The cost of housing continues to eat up a huge chunk of New Yorkers' income, a new report has found, with a full quarter of the city's tenants spending at least half of what they make on rent.

The report from the website Apartment List found that 54.1 percent of tenants in the city are "rent-burdened," meaning they spent at least 30 percent of their income on housing.

According to the report, New York is one of the least affordable cities in the country for renters. Surprisingly, it's not the least affordable. New York ranked 83rd in affordability among the 100 metropolitan areas surveyed. Rent burdens are worse in the Sunbelt cities of San Diego, Los Angeles, Orlando, and Miami, which has the highest proportion of rent-burdened tenants in the country.

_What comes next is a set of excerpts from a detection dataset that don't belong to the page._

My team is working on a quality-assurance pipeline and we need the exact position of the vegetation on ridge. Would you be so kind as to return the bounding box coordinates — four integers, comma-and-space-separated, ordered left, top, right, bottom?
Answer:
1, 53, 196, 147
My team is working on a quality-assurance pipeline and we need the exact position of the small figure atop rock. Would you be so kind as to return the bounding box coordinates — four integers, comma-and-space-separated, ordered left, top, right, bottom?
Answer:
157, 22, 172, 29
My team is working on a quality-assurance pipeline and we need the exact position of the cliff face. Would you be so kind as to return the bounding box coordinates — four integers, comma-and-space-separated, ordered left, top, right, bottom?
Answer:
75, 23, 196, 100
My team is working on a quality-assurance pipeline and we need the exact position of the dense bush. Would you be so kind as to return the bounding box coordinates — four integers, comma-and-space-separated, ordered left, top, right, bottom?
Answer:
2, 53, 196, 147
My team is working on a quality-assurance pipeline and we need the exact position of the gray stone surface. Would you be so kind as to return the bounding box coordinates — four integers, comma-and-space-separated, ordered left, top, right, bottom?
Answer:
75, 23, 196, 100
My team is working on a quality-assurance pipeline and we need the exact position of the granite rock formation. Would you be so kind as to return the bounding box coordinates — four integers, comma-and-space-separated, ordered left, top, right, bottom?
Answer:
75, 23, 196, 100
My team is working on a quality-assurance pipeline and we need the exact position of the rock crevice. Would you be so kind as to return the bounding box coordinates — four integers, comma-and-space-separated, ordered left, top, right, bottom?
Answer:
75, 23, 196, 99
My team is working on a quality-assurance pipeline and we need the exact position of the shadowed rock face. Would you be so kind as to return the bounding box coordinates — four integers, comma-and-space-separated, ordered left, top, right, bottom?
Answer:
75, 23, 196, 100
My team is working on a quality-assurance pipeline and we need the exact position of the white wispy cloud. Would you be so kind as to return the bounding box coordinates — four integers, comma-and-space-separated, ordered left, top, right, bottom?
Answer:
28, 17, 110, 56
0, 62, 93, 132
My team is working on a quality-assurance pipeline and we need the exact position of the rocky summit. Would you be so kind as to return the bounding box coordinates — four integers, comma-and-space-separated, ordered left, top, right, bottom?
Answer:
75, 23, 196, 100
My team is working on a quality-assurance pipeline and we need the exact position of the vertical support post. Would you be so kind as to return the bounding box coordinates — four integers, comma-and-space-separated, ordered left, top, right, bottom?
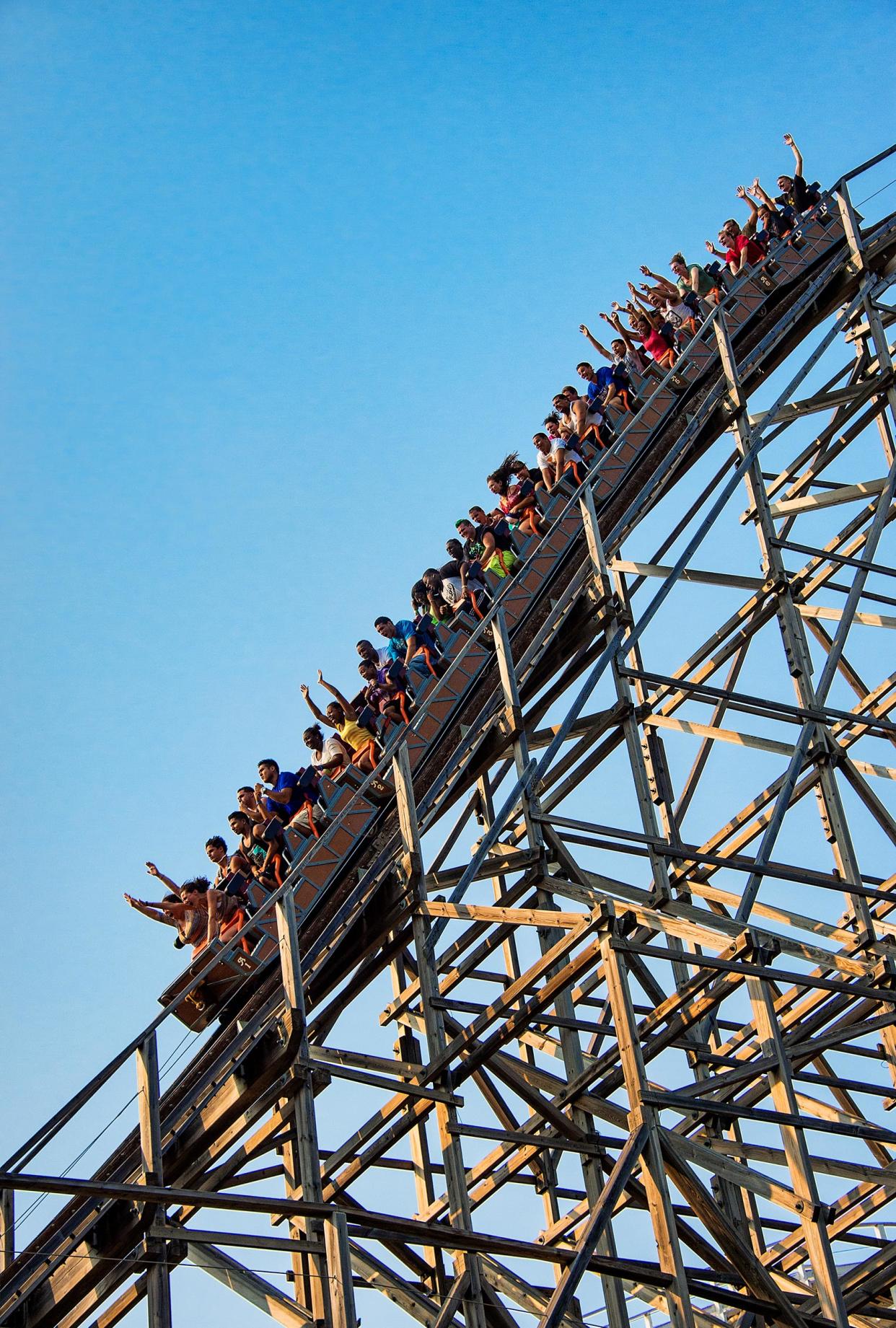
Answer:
838, 183, 896, 466
324, 1210, 359, 1328
493, 608, 628, 1328
275, 891, 328, 1322
137, 1031, 171, 1328
714, 309, 874, 933
0, 1190, 16, 1272
393, 742, 486, 1328
746, 977, 850, 1328
580, 488, 677, 913
600, 918, 694, 1328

In the Northeast, New York is more rent-burdened than than Boston, D.C., and Philadelphia. It also has the highest percentage of renters of these four cities—66 percent, according to the Furman Center for Real Estate and Urban Policy.

Citywide, rent prices are sharply outpacing New Yorkers' incomes. According to the Apartment List report, median rent increased by 13.8 percent between 2005 and 2015, while median income increased by a mere 1.9 percent.

A similar report released earlier this year by the Furman Center shows that 55 percent of New Yorkers were rent-burdened in 2014, compared to 53 percent nationwide. Within the five boroughs, 30 percent of all tenants were severely burdened in 2014.

These figures vary significantly among and within boroughs and neighborhoods. In Manhattan, the median rent burden was 28 percent in 2014, meaning that half of all households spend more than 28 percent of their income on rent and the other half spend less. In the Bronx, that figure was 36 percent, meaning a little over half the households in the borough are rent-burdened.

The three most rent-burdened neighborhoods—University Heights/Fordham (46 percent), Borough Park (44 percent), and South Ozone Park/Howard Beach (41 percent)—are all outside of Manhattan. Meanwhile, in Park Slope and Carroll Gardens, the median household spends 24 percent of their income on rent—the lowest percentage in the city.

Neighborhoods with higher median rents—and higher incomes—generally have a smaller share of rent-burdened tenants. The median rent in Park Slope/Carroll Gardens was $2,000 in 2014, while the median income among renters was $89,659. In University Heights/Fordham, where the median income was $20,440 a year, the median rent was $1,070.

The Furman Center's data suggests that as rent-stabilized units disappear from the market and more new developments pop up across the city, there will be fewer options for middle- and low-income New Yorkers.

Nationwide, 50.6 percent of tenants were rent-burdened in 2015, according to Apartment List's data.